Miley Cyrus Racial Insult Suit Tossed

The case touched upon the volatile ethnic sensitivities that come into play nearly every day in L.A.

Superior Court Judge Ronald Sohigian Friday tossed out a civil suit filed against Miley Cyrus that accused the teen singer of delivering a racial insult.

Last February a photo appeared on the internet of Cyrus slanting her eyes in apparent parody of Asians.

 

The image showed Cyrus and several Caucasian friends surrounding a young Asian man while either narrowing or — like Cyrus — stretching their eyelids.

Some saw plaintiff Lucie Kim’s suit as political correctness run amok, while Asian groups and others believed Cyrus had gone out of her way to mock them.

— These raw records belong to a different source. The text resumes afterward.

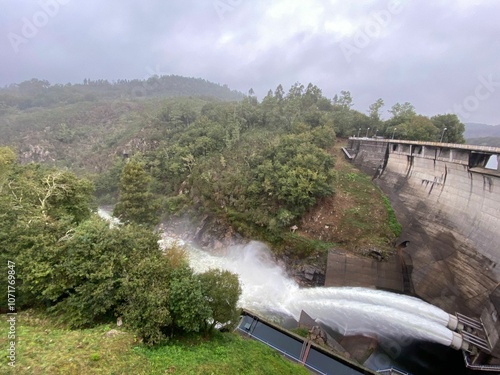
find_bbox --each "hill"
[464,123,500,147]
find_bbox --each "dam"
[343,137,500,364]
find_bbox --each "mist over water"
[173,241,458,346]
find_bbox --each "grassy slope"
[0,311,308,375]
[298,140,401,258]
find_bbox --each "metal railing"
[236,327,327,375]
[377,367,411,375]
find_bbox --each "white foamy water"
[178,241,452,346]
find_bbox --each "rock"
[104,329,123,337]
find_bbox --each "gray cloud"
[0,0,500,124]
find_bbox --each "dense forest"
[0,76,465,251]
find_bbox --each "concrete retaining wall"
[349,140,500,316]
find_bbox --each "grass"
[0,310,308,375]
[336,145,401,251]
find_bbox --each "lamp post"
[439,128,448,143]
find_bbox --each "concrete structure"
[325,250,411,293]
[345,138,500,364]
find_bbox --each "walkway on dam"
[325,250,405,293]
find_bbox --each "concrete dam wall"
[347,138,500,316]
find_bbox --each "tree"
[431,114,465,143]
[406,115,438,141]
[113,159,158,226]
[198,269,241,330]
[168,266,212,332]
[389,102,416,125]
[368,98,384,123]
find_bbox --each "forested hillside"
[464,123,500,147]
[0,77,464,253]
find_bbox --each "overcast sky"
[0,0,500,125]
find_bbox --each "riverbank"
[0,310,308,375]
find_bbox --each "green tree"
[169,266,212,332]
[406,115,438,141]
[113,159,158,226]
[431,114,465,143]
[198,269,241,330]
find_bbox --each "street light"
[439,128,448,143]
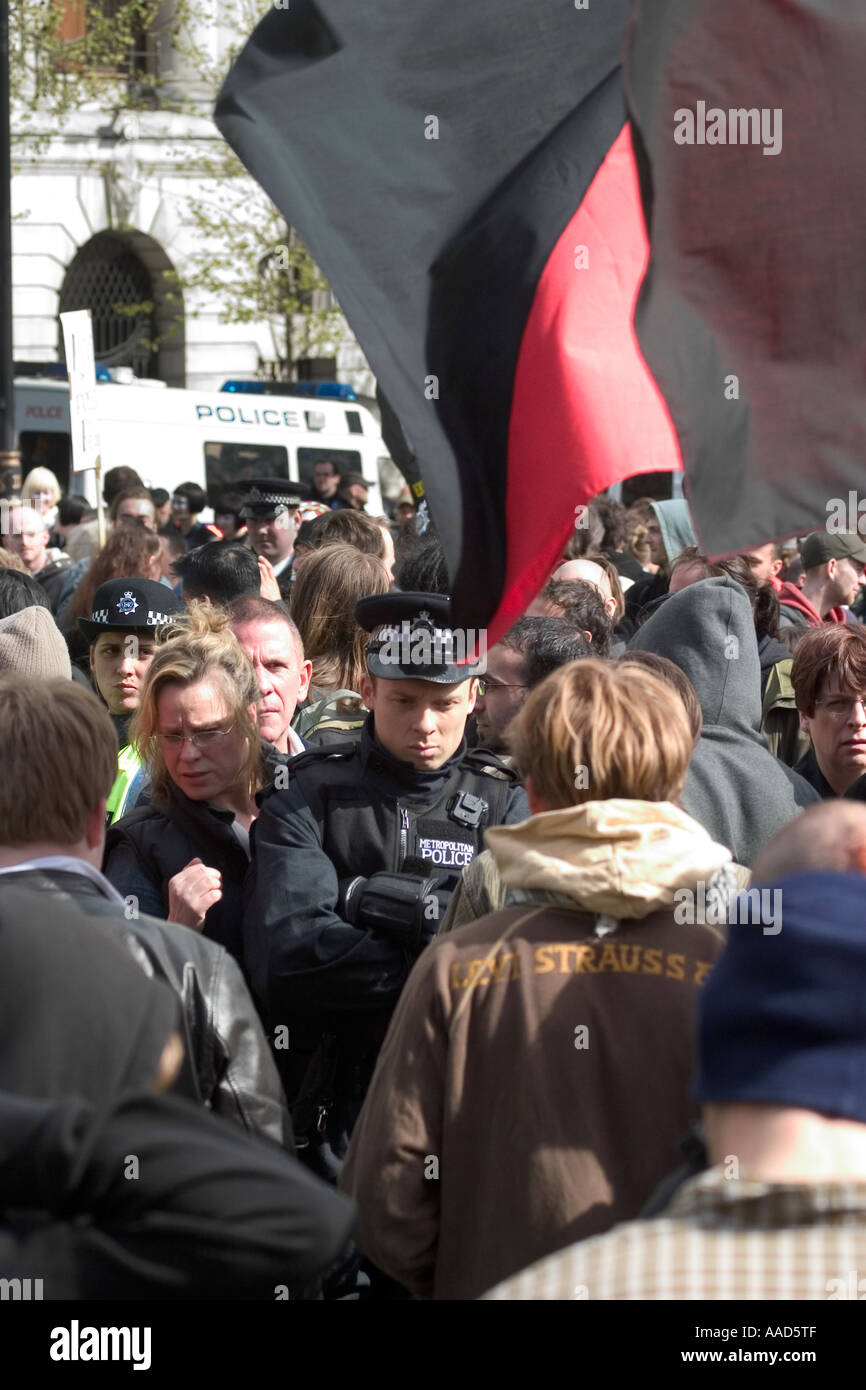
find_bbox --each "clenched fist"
[168,859,222,931]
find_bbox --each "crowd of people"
[0,461,866,1300]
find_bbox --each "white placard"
[60,309,99,473]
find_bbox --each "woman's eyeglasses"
[156,724,235,748]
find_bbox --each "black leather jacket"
[243,716,528,1158]
[8,869,295,1154]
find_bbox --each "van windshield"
[204,443,289,507]
[297,449,364,487]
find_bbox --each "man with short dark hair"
[172,541,261,603]
[791,623,866,799]
[108,488,157,531]
[310,459,341,507]
[103,464,142,507]
[150,488,171,530]
[214,492,246,541]
[230,592,313,755]
[171,482,222,550]
[742,541,784,592]
[527,581,616,656]
[475,619,592,755]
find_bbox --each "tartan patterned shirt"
[484,1166,866,1301]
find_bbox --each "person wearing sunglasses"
[106,603,274,960]
[78,577,181,824]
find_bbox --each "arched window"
[60,232,157,377]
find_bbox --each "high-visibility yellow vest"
[106,744,142,826]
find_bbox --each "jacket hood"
[485,799,731,917]
[778,581,823,627]
[652,498,695,569]
[628,575,760,733]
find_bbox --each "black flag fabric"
[624,0,866,555]
[217,0,681,642]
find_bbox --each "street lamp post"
[0,3,19,484]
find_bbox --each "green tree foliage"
[10,0,346,377]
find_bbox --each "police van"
[15,378,391,516]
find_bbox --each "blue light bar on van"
[220,381,357,400]
[15,361,111,381]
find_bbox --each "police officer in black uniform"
[243,594,528,1176]
[238,478,310,599]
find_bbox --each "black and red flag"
[217,0,866,641]
[626,0,866,555]
[217,0,680,641]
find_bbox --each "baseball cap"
[799,531,866,570]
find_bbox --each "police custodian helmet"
[354,592,487,685]
[78,578,183,642]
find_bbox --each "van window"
[297,449,364,487]
[18,430,72,492]
[204,442,289,507]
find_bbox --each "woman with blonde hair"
[106,603,274,960]
[21,468,63,531]
[292,545,391,705]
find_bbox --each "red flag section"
[505,126,681,641]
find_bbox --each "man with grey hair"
[229,596,313,756]
[0,503,70,613]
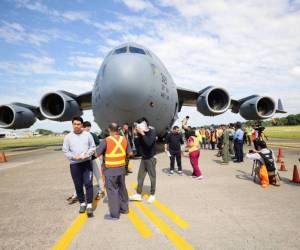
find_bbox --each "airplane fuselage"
[92,44,178,135]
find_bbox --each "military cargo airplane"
[0,43,285,135]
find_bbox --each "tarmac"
[0,142,300,250]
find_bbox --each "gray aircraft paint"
[92,43,178,137]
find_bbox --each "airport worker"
[83,121,105,200]
[200,127,207,149]
[130,117,156,203]
[181,115,190,139]
[165,126,184,175]
[205,128,211,149]
[187,130,203,180]
[63,117,96,217]
[210,128,217,150]
[97,123,132,220]
[195,129,203,148]
[246,126,253,146]
[221,125,230,164]
[119,123,133,175]
[246,141,280,186]
[228,123,235,156]
[233,122,244,163]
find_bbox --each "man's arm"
[86,134,96,158]
[62,136,73,160]
[96,139,106,157]
[126,143,133,157]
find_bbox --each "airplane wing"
[0,90,92,129]
[177,86,286,120]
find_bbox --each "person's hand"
[81,153,89,160]
[73,155,81,161]
[136,128,145,135]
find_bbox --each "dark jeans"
[70,160,93,203]
[234,140,244,162]
[105,174,128,218]
[170,151,182,171]
[137,157,156,195]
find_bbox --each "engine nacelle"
[40,91,82,121]
[0,104,36,129]
[197,87,230,116]
[240,96,276,120]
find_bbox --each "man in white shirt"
[63,117,96,217]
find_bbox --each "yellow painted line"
[52,196,99,250]
[52,213,87,250]
[4,148,45,157]
[128,207,153,238]
[129,192,194,250]
[131,183,189,229]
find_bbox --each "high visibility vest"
[104,135,127,168]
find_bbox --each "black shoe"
[120,210,129,214]
[79,205,86,214]
[86,207,94,218]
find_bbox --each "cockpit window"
[129,47,146,55]
[114,47,127,54]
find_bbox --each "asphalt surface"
[0,144,300,249]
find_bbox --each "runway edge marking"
[128,192,194,250]
[131,182,189,229]
[128,207,153,238]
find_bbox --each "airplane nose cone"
[104,54,152,110]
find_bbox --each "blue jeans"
[70,160,93,203]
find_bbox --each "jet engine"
[0,103,36,129]
[197,87,230,116]
[239,96,276,120]
[40,91,82,121]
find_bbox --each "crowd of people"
[63,116,279,220]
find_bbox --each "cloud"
[69,55,103,70]
[16,0,90,22]
[98,1,300,115]
[290,66,300,77]
[0,21,50,45]
[122,0,155,12]
[0,0,300,131]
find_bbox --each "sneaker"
[86,207,94,218]
[68,197,79,205]
[79,203,86,214]
[120,210,129,214]
[129,194,142,201]
[221,161,229,165]
[147,195,155,203]
[95,191,105,200]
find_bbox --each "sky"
[0,0,300,132]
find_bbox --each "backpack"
[259,150,276,172]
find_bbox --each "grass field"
[264,126,300,139]
[0,136,64,149]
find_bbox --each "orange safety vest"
[104,135,127,168]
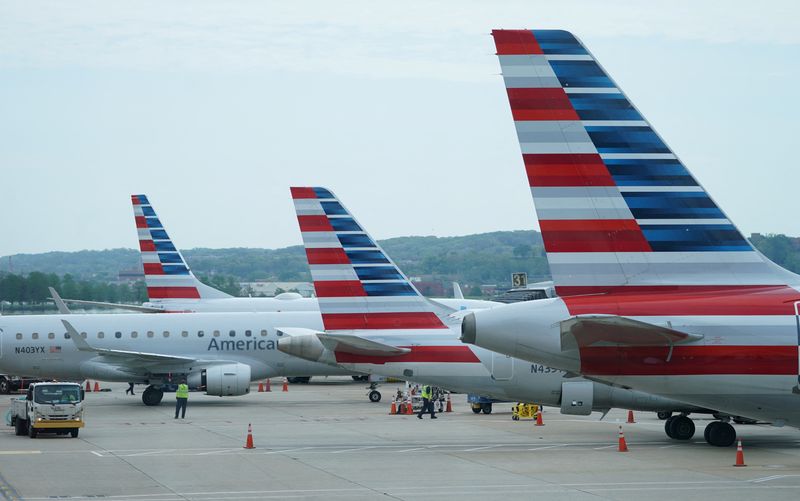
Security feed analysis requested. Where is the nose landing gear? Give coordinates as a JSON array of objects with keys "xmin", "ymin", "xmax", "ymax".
[{"xmin": 142, "ymin": 384, "xmax": 164, "ymax": 406}]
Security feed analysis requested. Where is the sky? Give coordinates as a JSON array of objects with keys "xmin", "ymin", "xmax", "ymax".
[{"xmin": 0, "ymin": 0, "xmax": 800, "ymax": 256}]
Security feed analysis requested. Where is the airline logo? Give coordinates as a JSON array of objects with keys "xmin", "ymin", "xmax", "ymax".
[
  {"xmin": 492, "ymin": 30, "xmax": 787, "ymax": 297},
  {"xmin": 131, "ymin": 195, "xmax": 200, "ymax": 299},
  {"xmin": 291, "ymin": 188, "xmax": 445, "ymax": 330}
]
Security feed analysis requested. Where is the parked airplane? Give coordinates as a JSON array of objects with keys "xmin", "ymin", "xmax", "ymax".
[
  {"xmin": 462, "ymin": 30, "xmax": 800, "ymax": 446},
  {"xmin": 278, "ymin": 188, "xmax": 700, "ymax": 415},
  {"xmin": 64, "ymin": 195, "xmax": 500, "ymax": 313},
  {"xmin": 0, "ymin": 311, "xmax": 360, "ymax": 405}
]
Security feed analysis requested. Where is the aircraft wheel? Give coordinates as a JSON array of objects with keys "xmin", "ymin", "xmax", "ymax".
[
  {"xmin": 142, "ymin": 385, "xmax": 164, "ymax": 406},
  {"xmin": 664, "ymin": 416, "xmax": 676, "ymax": 438},
  {"xmin": 668, "ymin": 416, "xmax": 694, "ymax": 440},
  {"xmin": 703, "ymin": 421, "xmax": 736, "ymax": 447}
]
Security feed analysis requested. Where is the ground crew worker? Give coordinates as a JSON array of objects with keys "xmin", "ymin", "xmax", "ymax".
[
  {"xmin": 417, "ymin": 384, "xmax": 437, "ymax": 419},
  {"xmin": 175, "ymin": 379, "xmax": 189, "ymax": 419}
]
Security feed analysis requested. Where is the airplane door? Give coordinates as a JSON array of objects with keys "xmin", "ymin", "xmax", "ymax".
[
  {"xmin": 792, "ymin": 301, "xmax": 800, "ymax": 394},
  {"xmin": 492, "ymin": 353, "xmax": 514, "ymax": 381}
]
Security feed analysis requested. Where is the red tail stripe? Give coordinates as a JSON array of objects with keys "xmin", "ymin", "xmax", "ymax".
[
  {"xmin": 142, "ymin": 263, "xmax": 164, "ymax": 275},
  {"xmin": 336, "ymin": 346, "xmax": 480, "ymax": 364},
  {"xmin": 322, "ymin": 312, "xmax": 446, "ymax": 330},
  {"xmin": 506, "ymin": 87, "xmax": 580, "ymax": 120},
  {"xmin": 558, "ymin": 286, "xmax": 800, "ymax": 316},
  {"xmin": 580, "ymin": 346, "xmax": 797, "ymax": 376},
  {"xmin": 492, "ymin": 30, "xmax": 543, "ymax": 56},
  {"xmin": 306, "ymin": 247, "xmax": 350, "ymax": 264},
  {"xmin": 297, "ymin": 216, "xmax": 333, "ymax": 231},
  {"xmin": 147, "ymin": 287, "xmax": 200, "ymax": 299},
  {"xmin": 139, "ymin": 240, "xmax": 156, "ymax": 252},
  {"xmin": 289, "ymin": 186, "xmax": 317, "ymax": 199},
  {"xmin": 522, "ymin": 153, "xmax": 616, "ymax": 187},
  {"xmin": 314, "ymin": 280, "xmax": 367, "ymax": 297}
]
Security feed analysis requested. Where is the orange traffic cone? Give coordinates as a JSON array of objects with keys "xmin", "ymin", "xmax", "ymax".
[
  {"xmin": 618, "ymin": 426, "xmax": 628, "ymax": 452},
  {"xmin": 244, "ymin": 423, "xmax": 256, "ymax": 449},
  {"xmin": 733, "ymin": 440, "xmax": 747, "ymax": 466}
]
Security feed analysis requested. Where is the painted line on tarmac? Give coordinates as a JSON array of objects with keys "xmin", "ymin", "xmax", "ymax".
[
  {"xmin": 528, "ymin": 444, "xmax": 569, "ymax": 451},
  {"xmin": 461, "ymin": 444, "xmax": 505, "ymax": 452}
]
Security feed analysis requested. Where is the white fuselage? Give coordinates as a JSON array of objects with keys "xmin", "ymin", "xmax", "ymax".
[
  {"xmin": 280, "ymin": 326, "xmax": 698, "ymax": 414},
  {"xmin": 463, "ymin": 298, "xmax": 800, "ymax": 427},
  {"xmin": 143, "ymin": 296, "xmax": 494, "ymax": 313},
  {"xmin": 0, "ymin": 312, "xmax": 349, "ymax": 382}
]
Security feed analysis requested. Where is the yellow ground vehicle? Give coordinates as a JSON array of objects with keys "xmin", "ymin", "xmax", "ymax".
[{"xmin": 511, "ymin": 402, "xmax": 539, "ymax": 421}]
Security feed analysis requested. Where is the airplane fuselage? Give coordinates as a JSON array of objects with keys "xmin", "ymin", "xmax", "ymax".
[
  {"xmin": 0, "ymin": 312, "xmax": 349, "ymax": 382},
  {"xmin": 462, "ymin": 289, "xmax": 800, "ymax": 427}
]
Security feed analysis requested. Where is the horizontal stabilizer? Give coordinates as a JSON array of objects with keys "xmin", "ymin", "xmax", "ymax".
[
  {"xmin": 317, "ymin": 334, "xmax": 411, "ymax": 357},
  {"xmin": 63, "ymin": 299, "xmax": 167, "ymax": 313},
  {"xmin": 561, "ymin": 315, "xmax": 703, "ymax": 348}
]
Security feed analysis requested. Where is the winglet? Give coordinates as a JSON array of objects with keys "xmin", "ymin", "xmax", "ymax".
[{"xmin": 47, "ymin": 287, "xmax": 72, "ymax": 315}]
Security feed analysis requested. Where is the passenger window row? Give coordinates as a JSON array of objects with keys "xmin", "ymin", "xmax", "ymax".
[{"xmin": 16, "ymin": 329, "xmax": 267, "ymax": 340}]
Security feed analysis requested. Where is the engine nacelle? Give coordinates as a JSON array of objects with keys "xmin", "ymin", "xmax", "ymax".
[
  {"xmin": 187, "ymin": 363, "xmax": 250, "ymax": 397},
  {"xmin": 561, "ymin": 381, "xmax": 594, "ymax": 416}
]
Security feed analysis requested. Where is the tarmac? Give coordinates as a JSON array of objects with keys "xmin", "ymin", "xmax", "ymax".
[{"xmin": 0, "ymin": 377, "xmax": 800, "ymax": 501}]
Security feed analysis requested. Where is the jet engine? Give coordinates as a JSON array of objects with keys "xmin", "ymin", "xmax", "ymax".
[{"xmin": 187, "ymin": 363, "xmax": 250, "ymax": 397}]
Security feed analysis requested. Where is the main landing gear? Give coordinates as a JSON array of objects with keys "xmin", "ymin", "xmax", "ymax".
[
  {"xmin": 142, "ymin": 384, "xmax": 164, "ymax": 405},
  {"xmin": 367, "ymin": 382, "xmax": 381, "ymax": 403},
  {"xmin": 664, "ymin": 414, "xmax": 736, "ymax": 447}
]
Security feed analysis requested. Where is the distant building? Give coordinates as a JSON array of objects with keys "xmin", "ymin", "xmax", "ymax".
[{"xmin": 239, "ymin": 280, "xmax": 314, "ymax": 297}]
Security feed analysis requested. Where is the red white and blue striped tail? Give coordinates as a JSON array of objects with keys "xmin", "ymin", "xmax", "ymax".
[
  {"xmin": 291, "ymin": 188, "xmax": 448, "ymax": 331},
  {"xmin": 492, "ymin": 30, "xmax": 800, "ymax": 296},
  {"xmin": 131, "ymin": 195, "xmax": 230, "ymax": 300}
]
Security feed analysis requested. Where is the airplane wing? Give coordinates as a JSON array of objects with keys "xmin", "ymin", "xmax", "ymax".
[
  {"xmin": 317, "ymin": 334, "xmax": 411, "ymax": 357},
  {"xmin": 62, "ymin": 299, "xmax": 166, "ymax": 313},
  {"xmin": 61, "ymin": 319, "xmax": 206, "ymax": 367},
  {"xmin": 561, "ymin": 315, "xmax": 703, "ymax": 349}
]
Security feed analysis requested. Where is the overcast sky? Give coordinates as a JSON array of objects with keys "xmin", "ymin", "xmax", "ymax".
[{"xmin": 0, "ymin": 0, "xmax": 800, "ymax": 256}]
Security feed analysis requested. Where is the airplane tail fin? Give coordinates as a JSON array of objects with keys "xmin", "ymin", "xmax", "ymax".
[
  {"xmin": 131, "ymin": 195, "xmax": 231, "ymax": 299},
  {"xmin": 291, "ymin": 187, "xmax": 449, "ymax": 331},
  {"xmin": 492, "ymin": 30, "xmax": 800, "ymax": 296}
]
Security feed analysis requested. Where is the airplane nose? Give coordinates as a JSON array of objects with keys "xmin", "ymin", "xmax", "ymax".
[{"xmin": 461, "ymin": 313, "xmax": 477, "ymax": 344}]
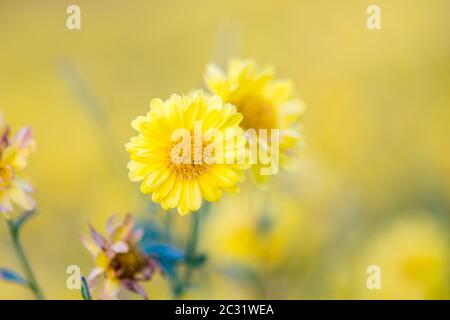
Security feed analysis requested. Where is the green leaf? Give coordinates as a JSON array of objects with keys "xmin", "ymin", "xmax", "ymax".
[{"xmin": 0, "ymin": 268, "xmax": 28, "ymax": 286}]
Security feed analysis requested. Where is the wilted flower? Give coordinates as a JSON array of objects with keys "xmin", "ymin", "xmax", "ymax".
[
  {"xmin": 0, "ymin": 114, "xmax": 35, "ymax": 217},
  {"xmin": 205, "ymin": 60, "xmax": 304, "ymax": 185},
  {"xmin": 126, "ymin": 91, "xmax": 246, "ymax": 214},
  {"xmin": 81, "ymin": 215, "xmax": 158, "ymax": 299}
]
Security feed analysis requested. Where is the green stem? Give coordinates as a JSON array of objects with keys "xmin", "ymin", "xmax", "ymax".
[
  {"xmin": 7, "ymin": 220, "xmax": 44, "ymax": 300},
  {"xmin": 174, "ymin": 203, "xmax": 210, "ymax": 298},
  {"xmin": 184, "ymin": 212, "xmax": 201, "ymax": 285}
]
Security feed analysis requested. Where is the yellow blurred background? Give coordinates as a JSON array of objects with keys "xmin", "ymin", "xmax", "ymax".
[{"xmin": 0, "ymin": 0, "xmax": 450, "ymax": 299}]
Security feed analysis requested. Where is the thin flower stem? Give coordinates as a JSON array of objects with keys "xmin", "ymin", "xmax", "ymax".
[
  {"xmin": 174, "ymin": 202, "xmax": 210, "ymax": 298},
  {"xmin": 7, "ymin": 220, "xmax": 45, "ymax": 300},
  {"xmin": 184, "ymin": 212, "xmax": 202, "ymax": 285}
]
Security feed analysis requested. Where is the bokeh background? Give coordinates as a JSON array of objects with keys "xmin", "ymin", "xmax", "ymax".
[{"xmin": 0, "ymin": 0, "xmax": 450, "ymax": 299}]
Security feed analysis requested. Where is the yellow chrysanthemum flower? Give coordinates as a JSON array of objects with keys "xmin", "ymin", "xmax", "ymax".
[
  {"xmin": 0, "ymin": 114, "xmax": 35, "ymax": 218},
  {"xmin": 126, "ymin": 91, "xmax": 246, "ymax": 215},
  {"xmin": 205, "ymin": 60, "xmax": 304, "ymax": 185}
]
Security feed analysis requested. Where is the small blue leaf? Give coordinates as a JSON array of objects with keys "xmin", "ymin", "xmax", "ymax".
[
  {"xmin": 144, "ymin": 243, "xmax": 184, "ymax": 261},
  {"xmin": 0, "ymin": 268, "xmax": 27, "ymax": 285},
  {"xmin": 144, "ymin": 243, "xmax": 184, "ymax": 275}
]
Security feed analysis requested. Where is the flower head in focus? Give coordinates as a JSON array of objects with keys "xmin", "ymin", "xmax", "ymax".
[
  {"xmin": 126, "ymin": 91, "xmax": 248, "ymax": 215},
  {"xmin": 205, "ymin": 60, "xmax": 304, "ymax": 186},
  {"xmin": 0, "ymin": 114, "xmax": 35, "ymax": 217},
  {"xmin": 81, "ymin": 215, "xmax": 158, "ymax": 299}
]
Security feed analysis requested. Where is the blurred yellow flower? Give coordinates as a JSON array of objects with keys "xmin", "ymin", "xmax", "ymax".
[
  {"xmin": 0, "ymin": 114, "xmax": 35, "ymax": 218},
  {"xmin": 337, "ymin": 212, "xmax": 450, "ymax": 299},
  {"xmin": 81, "ymin": 215, "xmax": 158, "ymax": 299},
  {"xmin": 126, "ymin": 91, "xmax": 246, "ymax": 215},
  {"xmin": 205, "ymin": 60, "xmax": 304, "ymax": 186}
]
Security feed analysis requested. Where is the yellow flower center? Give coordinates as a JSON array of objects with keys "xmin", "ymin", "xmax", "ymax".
[
  {"xmin": 231, "ymin": 95, "xmax": 278, "ymax": 130},
  {"xmin": 167, "ymin": 135, "xmax": 211, "ymax": 180},
  {"xmin": 110, "ymin": 248, "xmax": 147, "ymax": 279}
]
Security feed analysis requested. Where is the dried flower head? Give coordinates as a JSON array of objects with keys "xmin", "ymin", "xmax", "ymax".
[{"xmin": 81, "ymin": 215, "xmax": 157, "ymax": 299}]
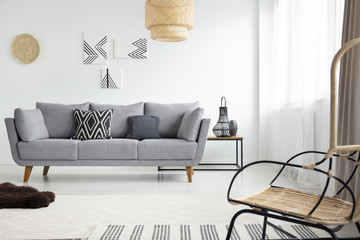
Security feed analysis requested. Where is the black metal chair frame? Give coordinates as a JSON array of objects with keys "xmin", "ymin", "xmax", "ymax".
[{"xmin": 226, "ymin": 151, "xmax": 360, "ymax": 240}]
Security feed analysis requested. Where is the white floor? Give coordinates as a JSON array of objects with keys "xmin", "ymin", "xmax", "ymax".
[{"xmin": 0, "ymin": 164, "xmax": 354, "ymax": 239}]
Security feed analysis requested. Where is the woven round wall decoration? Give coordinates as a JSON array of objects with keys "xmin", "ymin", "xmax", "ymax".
[{"xmin": 11, "ymin": 33, "xmax": 40, "ymax": 64}]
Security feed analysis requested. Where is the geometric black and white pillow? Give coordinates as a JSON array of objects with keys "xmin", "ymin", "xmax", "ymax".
[{"xmin": 73, "ymin": 109, "xmax": 113, "ymax": 140}]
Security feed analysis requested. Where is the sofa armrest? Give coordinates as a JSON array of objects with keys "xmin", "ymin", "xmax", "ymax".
[
  {"xmin": 192, "ymin": 118, "xmax": 210, "ymax": 166},
  {"xmin": 5, "ymin": 118, "xmax": 23, "ymax": 166}
]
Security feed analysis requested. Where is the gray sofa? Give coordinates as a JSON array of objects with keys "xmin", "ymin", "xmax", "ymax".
[{"xmin": 5, "ymin": 102, "xmax": 210, "ymax": 182}]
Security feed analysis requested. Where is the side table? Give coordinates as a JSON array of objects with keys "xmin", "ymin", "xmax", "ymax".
[{"xmin": 200, "ymin": 136, "xmax": 244, "ymax": 171}]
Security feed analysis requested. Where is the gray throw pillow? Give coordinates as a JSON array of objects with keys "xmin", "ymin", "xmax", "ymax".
[
  {"xmin": 90, "ymin": 102, "xmax": 144, "ymax": 138},
  {"xmin": 14, "ymin": 108, "xmax": 49, "ymax": 142},
  {"xmin": 126, "ymin": 115, "xmax": 160, "ymax": 140},
  {"xmin": 145, "ymin": 102, "xmax": 199, "ymax": 138},
  {"xmin": 177, "ymin": 108, "xmax": 204, "ymax": 142},
  {"xmin": 36, "ymin": 102, "xmax": 90, "ymax": 138}
]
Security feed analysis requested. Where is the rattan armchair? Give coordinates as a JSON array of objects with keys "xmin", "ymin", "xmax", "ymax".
[{"xmin": 226, "ymin": 38, "xmax": 360, "ymax": 240}]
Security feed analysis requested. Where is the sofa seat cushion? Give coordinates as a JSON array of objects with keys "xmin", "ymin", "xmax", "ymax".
[
  {"xmin": 138, "ymin": 138, "xmax": 197, "ymax": 160},
  {"xmin": 18, "ymin": 138, "xmax": 80, "ymax": 160},
  {"xmin": 79, "ymin": 138, "xmax": 139, "ymax": 160}
]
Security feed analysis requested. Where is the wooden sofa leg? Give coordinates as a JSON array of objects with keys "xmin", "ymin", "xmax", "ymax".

When Kim’s lawyer, Henry Lee, asked for a reason for the dismissal, Sohigian, a methodical and soft-spoken judge, said simply that he agreed with the defense’s arguments and that he considered Cyrus’ gesture to be protected parody.

The case was a minor bellwether not only because it touched upon the volatile ethnic sensitivities that come into play nearly every day in Los Angeles, but because Lee attempted to paint the Hannah Montana icon as a business entity that had engaged in racial discrimination by presenting to Asians an offensive facial expression.

Cyrus’ lawyer Bryan Sullivan began the demurrer hearing by noting that since Kim had viewed Cyrus’ eye-stretching antics on the internet, she lacked legal standing as a plaintiff and that Cyrus was an individual, not a business.

Au contraire, Lee protested.

“A business establishment,” he said, “was any for-profit commercial enterprise. Her actual name is a trademark … Every time she sells herself she is acting as a business. The defendant is in fact a business establishment … I think a jury needs to decide if her slanty-eyed gesture is a racial insult.”

“I haven’t seen anything like that since I was 12 years old,” Lee, who is Asian, told the court. “If [Cyrus] is going to put her face out on the market and make money on it, she can’t use it to communicate a racial insult.”

Afterward, Lee told TheWrap that an appeal of Sohigian’s ruling is a possibility that will be considered.